Just as Statesboro is taking steps to adapt to growth and change, so is Bulloch County, which is why many expect agriculture, education and industry to continue to flourish there.
Local Flavor
Bulloch’s Pro Soccer Team
BULLOCH COUNTY IS TAKING ON a bit of international flair, and it’s not just from incoming European and Asian manufacturers or the growing university based there. Athletes are playing the world’s version of football – soccer – on a professional level in a newly constructed soccer stadium that used to be a cotton field.
The team is Tormenta FC – “tormenta” is Spanish for storm and the “FC” is for football club.
“In our crest, the animal that’s in there is an ibis, and the ibis is known for its bravery in a storm – the last to leave when a storm approaches and the first one back.
I just say if you have the audacity to play professional soccer in football-crazy South Georgia, you’d better be brave,” says Darin Van Tassell, who co-owns the team with his wife, Netra.
Pro soccer has a hierarchy, and atop the heap in Georgia is Atlanta United, part of Major League Soccer Division 1. Tormenta FC is a couple tiers down, a professional team paying a living wage and whose players have prospects of moving up.
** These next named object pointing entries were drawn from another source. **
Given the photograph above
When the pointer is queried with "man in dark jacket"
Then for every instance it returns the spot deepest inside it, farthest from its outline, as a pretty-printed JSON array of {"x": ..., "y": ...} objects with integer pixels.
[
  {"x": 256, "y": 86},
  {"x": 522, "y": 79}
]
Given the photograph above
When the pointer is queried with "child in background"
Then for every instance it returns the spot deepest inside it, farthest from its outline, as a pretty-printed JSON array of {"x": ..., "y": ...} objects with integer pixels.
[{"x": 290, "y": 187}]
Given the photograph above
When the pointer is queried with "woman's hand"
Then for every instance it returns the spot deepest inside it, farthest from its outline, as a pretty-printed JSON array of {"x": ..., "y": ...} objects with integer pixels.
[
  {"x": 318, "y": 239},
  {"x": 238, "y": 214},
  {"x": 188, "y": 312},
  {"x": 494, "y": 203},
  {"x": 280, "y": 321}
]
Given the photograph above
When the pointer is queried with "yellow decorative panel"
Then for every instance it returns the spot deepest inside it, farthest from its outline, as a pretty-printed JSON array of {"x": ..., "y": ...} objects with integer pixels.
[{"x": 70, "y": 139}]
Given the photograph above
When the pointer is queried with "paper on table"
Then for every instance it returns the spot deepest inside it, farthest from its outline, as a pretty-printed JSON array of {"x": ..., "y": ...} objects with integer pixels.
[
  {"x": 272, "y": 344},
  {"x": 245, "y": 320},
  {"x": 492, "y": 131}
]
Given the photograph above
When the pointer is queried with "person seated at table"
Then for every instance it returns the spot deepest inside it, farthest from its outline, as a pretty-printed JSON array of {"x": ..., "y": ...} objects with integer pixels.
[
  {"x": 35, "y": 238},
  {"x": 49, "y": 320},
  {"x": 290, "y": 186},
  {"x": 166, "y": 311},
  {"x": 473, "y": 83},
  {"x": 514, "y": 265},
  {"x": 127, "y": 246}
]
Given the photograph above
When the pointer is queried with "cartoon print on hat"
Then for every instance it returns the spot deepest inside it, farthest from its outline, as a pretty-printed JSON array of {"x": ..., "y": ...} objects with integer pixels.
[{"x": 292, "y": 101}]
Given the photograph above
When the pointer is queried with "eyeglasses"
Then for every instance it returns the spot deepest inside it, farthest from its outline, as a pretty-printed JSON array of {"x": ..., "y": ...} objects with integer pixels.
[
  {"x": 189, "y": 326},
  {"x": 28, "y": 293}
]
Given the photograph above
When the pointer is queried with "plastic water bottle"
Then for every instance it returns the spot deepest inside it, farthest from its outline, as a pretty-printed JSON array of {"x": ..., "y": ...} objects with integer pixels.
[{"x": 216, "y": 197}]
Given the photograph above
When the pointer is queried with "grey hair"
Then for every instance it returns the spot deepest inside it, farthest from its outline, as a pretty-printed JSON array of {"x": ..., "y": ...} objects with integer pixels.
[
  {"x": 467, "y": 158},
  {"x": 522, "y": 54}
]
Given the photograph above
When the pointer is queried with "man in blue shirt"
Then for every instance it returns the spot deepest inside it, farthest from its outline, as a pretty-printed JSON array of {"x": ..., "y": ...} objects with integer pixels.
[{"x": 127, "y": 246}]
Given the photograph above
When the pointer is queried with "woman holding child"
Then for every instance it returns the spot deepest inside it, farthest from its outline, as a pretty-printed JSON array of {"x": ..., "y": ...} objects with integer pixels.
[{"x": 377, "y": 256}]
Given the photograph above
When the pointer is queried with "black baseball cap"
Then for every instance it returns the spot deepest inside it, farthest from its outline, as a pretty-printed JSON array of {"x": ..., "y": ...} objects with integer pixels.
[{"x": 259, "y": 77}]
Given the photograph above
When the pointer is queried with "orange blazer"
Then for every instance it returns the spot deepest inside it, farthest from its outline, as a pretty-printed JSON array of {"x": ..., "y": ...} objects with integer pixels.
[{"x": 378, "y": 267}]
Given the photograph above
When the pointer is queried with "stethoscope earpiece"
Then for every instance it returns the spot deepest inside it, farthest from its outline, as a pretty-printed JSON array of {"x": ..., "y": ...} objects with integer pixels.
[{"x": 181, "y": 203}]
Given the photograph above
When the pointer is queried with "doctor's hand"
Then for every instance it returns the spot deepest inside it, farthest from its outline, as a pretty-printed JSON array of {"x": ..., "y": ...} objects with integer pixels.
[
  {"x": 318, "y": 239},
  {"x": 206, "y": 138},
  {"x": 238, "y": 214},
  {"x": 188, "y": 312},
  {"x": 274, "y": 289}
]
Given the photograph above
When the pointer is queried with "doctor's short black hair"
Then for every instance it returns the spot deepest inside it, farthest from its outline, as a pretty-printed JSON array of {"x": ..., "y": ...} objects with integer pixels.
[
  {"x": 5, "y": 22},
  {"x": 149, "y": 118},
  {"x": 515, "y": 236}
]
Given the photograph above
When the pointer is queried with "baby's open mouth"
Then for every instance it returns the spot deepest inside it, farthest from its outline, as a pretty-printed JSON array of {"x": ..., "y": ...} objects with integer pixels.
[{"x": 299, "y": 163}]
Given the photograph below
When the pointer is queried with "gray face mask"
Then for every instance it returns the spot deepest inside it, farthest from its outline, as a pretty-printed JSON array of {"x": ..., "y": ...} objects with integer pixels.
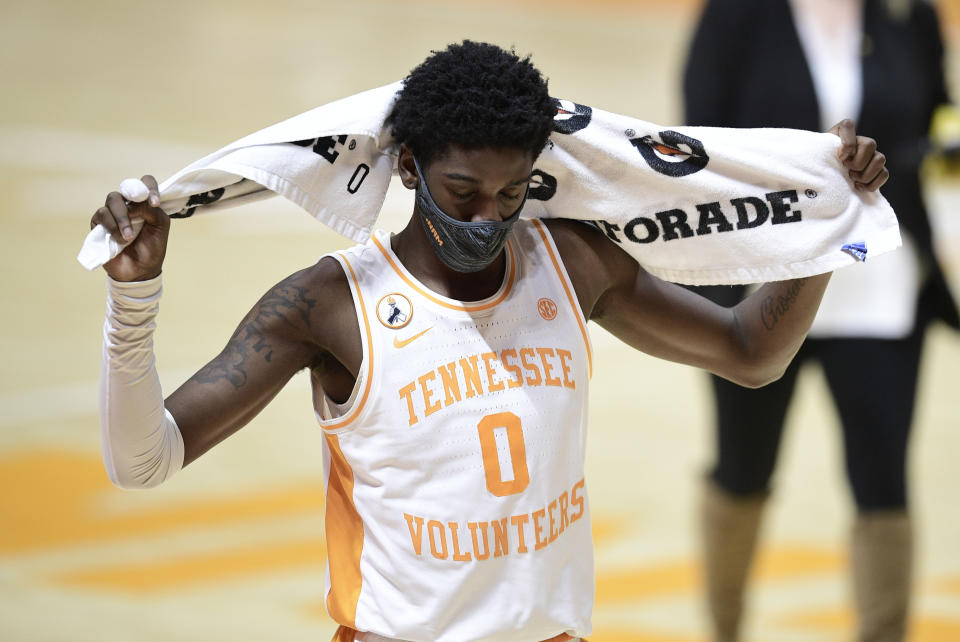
[{"x": 464, "y": 246}]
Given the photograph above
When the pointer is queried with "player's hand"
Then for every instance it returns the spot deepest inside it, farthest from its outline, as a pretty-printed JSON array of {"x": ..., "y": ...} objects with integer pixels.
[
  {"x": 865, "y": 166},
  {"x": 143, "y": 225}
]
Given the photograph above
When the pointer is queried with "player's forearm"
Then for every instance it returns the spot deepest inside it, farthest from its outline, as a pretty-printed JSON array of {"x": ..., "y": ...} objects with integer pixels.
[
  {"x": 773, "y": 322},
  {"x": 141, "y": 443}
]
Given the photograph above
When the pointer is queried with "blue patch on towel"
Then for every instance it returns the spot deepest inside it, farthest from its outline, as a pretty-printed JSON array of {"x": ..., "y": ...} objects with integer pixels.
[{"x": 856, "y": 250}]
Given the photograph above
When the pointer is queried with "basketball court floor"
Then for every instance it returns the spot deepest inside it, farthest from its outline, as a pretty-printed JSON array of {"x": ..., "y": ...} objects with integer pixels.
[{"x": 232, "y": 548}]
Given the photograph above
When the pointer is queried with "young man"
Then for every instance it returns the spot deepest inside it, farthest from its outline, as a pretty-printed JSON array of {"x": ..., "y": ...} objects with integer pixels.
[{"x": 450, "y": 365}]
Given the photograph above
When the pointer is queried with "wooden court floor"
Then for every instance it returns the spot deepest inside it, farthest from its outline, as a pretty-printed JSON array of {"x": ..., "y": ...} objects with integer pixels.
[{"x": 232, "y": 548}]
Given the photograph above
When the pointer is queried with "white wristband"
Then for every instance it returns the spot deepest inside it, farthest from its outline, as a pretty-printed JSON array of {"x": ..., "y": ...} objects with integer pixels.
[{"x": 142, "y": 445}]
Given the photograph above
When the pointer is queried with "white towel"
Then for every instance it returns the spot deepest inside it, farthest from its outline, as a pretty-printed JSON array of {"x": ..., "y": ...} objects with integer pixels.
[{"x": 696, "y": 205}]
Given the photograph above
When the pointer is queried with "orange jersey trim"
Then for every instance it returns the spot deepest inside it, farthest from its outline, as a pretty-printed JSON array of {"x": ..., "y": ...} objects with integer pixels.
[
  {"x": 577, "y": 312},
  {"x": 344, "y": 634},
  {"x": 355, "y": 411},
  {"x": 344, "y": 529},
  {"x": 511, "y": 275}
]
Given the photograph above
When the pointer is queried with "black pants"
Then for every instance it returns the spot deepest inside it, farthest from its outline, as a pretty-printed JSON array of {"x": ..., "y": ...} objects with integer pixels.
[{"x": 873, "y": 383}]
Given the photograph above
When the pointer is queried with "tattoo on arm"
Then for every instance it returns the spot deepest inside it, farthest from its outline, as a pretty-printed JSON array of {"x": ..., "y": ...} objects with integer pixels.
[
  {"x": 774, "y": 308},
  {"x": 286, "y": 302}
]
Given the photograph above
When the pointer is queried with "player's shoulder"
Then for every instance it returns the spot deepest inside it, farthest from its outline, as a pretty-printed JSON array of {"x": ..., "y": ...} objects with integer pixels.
[
  {"x": 580, "y": 242},
  {"x": 593, "y": 262}
]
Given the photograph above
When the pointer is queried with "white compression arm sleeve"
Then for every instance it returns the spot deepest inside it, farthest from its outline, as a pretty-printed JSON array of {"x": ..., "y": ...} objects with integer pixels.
[{"x": 142, "y": 445}]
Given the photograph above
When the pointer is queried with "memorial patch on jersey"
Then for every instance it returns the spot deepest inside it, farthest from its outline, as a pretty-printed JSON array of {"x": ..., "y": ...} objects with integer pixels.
[
  {"x": 394, "y": 310},
  {"x": 547, "y": 309}
]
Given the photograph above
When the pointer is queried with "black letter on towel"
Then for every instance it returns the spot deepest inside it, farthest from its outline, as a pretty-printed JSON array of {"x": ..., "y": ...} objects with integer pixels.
[
  {"x": 781, "y": 208},
  {"x": 542, "y": 189},
  {"x": 711, "y": 214},
  {"x": 357, "y": 179},
  {"x": 743, "y": 216},
  {"x": 673, "y": 220},
  {"x": 325, "y": 146}
]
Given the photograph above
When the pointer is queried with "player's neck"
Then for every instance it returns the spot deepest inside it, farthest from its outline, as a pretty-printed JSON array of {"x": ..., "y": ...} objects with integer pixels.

Tormenta FC 1 is part of the 12-team USL League One, (Division 3), and plays matches as far away as Fresno. Tormenta also has pre-professional men’s and women’s teams.
“We are the defending national champions in both the men’s and women’s teams,” says Van Tassell. “…There are only 12 teams that are professional for women, while there’s over 150 for men. That’s slowly changing. Our women are pre-professional and many of them still play in the NCAA.”
Many of the men’s team players are Americans, including three younger players this year who came up through Van Tassell’s soccer academy. The coach is Scottish and players on this year’s 23-man roster include representatives from Australia, England, Brazil and Ghana, for example.
Soccer, meanwhile, is having a moment in Georgia. Atlanta is one of 16 North American cities that will host a share of the 2026 FIFA World Cup, and the U.S. Soccer Federation announced in September that it will build its national training center in Atlanta.
“I was a sports person first, but if you are going to get into professional sports as an owner, you have to get into real estate,” says Van Tassell, who has parlayed his soccer team into a series of real-estate projects.
The stadium is part of a megaplex that he’s building in phases, and shaping residential, entertainment and hospitality around it – selling some parcels outright and leasing out others. That includes a family entertainment complex with go-carts and mini golf. “It has been the slow, slow growth of a small business that has led to this,” he adds.
But Van Tassell figures the numbers are on his side. The viewership of the Super Bowl is measured in millions; the World Cup records viewers in the billions.